L’impatto della gig economy sul mondo del lavoro (e non solo)

A cura di Sara Rossi e Michele Donvito, junior associate di Rödl & Partner*
L’espressione gig economy, in italiano ribattezzata “economia dei lavoretti”, è stata coniata per trovare una definizione comune a diversi fenomeni influenti sul sistema economico e sul mondo del lavoro, identificabili come diretta conseguenza dell’innovazione tecnologica e della crisi economica che hanno caratterizzato l’ultimo decennio. Ma quali sono le principali ripercussioni della gig economy sul mercato e sul diritto del lavoro? Quali sono le criticità, i vantaggi e i possibili sviluppi futuri? L’espressione “Workers on tap”, coniata dall’Economist per racchiudere le due diverse espressioni della gig economy – il Crowdworking e il Work-on-demand attraverso le App – rende molto bene l’idea della forza lavoro richiesta: “just-in-time”, da reperire in fretta, pagare solo se effettivamente utilizzata e alla quale le aziende non sono tenute a restare legate per anni.

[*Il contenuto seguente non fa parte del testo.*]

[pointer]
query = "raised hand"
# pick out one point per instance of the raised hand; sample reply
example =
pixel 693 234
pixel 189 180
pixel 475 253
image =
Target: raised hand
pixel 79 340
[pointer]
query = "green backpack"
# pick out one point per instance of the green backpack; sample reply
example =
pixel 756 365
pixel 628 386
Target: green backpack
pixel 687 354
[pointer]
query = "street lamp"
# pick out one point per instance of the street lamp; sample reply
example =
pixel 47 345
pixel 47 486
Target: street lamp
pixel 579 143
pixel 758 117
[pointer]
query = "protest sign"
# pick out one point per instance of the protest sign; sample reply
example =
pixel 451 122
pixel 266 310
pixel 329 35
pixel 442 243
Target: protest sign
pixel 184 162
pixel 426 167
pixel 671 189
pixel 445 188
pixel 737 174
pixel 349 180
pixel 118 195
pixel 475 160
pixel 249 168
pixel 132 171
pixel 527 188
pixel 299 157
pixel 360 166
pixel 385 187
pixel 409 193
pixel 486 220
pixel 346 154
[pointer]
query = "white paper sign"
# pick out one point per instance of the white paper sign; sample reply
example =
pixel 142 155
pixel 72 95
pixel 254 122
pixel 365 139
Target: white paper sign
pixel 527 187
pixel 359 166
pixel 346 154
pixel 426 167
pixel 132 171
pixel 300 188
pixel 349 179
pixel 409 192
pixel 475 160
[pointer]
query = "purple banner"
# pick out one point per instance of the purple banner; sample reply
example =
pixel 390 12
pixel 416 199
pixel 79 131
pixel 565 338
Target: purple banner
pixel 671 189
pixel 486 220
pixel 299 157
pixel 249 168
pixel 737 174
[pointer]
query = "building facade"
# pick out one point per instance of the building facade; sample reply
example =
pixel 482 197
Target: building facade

Effetti positivi e criticità del Crowdworking

Come accennato, sono principalmente due le modalità attraverso le quali i gig workers svolgono la loro attività. Innanzitutto il Crowdworking, cioè la messa a disposizione su piattaforme online di incarichi molto semplici da svolgere da remoto, coinvolgendo dunque prestatori da tutto il mondo, e poi il Work-on-demand, ossia la ricerca di lavoratori, che si rendono disponibili attraverso delle App, per svolgere servizi di vario genere di persona nel mondo reale. Gli esempi di Crowdworking sono numerosi, anche se va detto che questo tipo di lavoro è più diffuso all’estero e non ha ancora una vasta diffusione in Italia. Le piattaforme più utilizzate sono Amazon Mechanical Turk e Crowdflower. Attraverso di esse compiti molto semplici, come taggare delle immagini, ma anche più complessi, come giudicare l’orientamento di un articolo online, vengono distribuiti a lavoratori sparsi per il mondo, pagati attraverso moneta virtuale (crediti Amazon o PayPal).
Questo fenomeno ha notevoli effetti positivi. Per esempio dà la possibilità a persone, che a causa di una disabilità non possano lasciare la propria casa, di rimanere attive guadagnando delle piccole somme di denaro e permette a soggetti che si trovano in zone economicamente depresse di accedere a un impiego. Iniziative di Crowdworking come l’App Give Work hanno permesso addirittura ai profughi dei campi per rifugiati in Kenya di lavorare online, restituendo loro la possibilità di provvedere alla propria famiglia.
Dall’altro lato, questo tipo di attività ha anche numerose criticità: i prestatori di lavoro vengano pagati molto poco; non esiste un diritto di associazione, problematica acuita dal fatto che i prestatori siano sottoposti a una malsana concorrenza tra lavoratori a livello globale; mancanza di trasparenza nella gestione delle recensioni dei clienti, che amplia il rischio di discriminazione. Uno dei più rilevanti motivi di critica verso queste attività, tuttavia, riguarda gli aspetti di salute e sicurezza sul lavoro. Infatti, dovendo competere con numerosissimi altri utenti per guadagni minimi, i crowdworkers non saranno incentivati a procurarsi costosi strumenti a salvaguardia della propria salute, come ad esempio sedie e tastiere ergonomiche, o ad assicurarsi i momenti di disconnessione necessari per il mantenimento di una buona vista.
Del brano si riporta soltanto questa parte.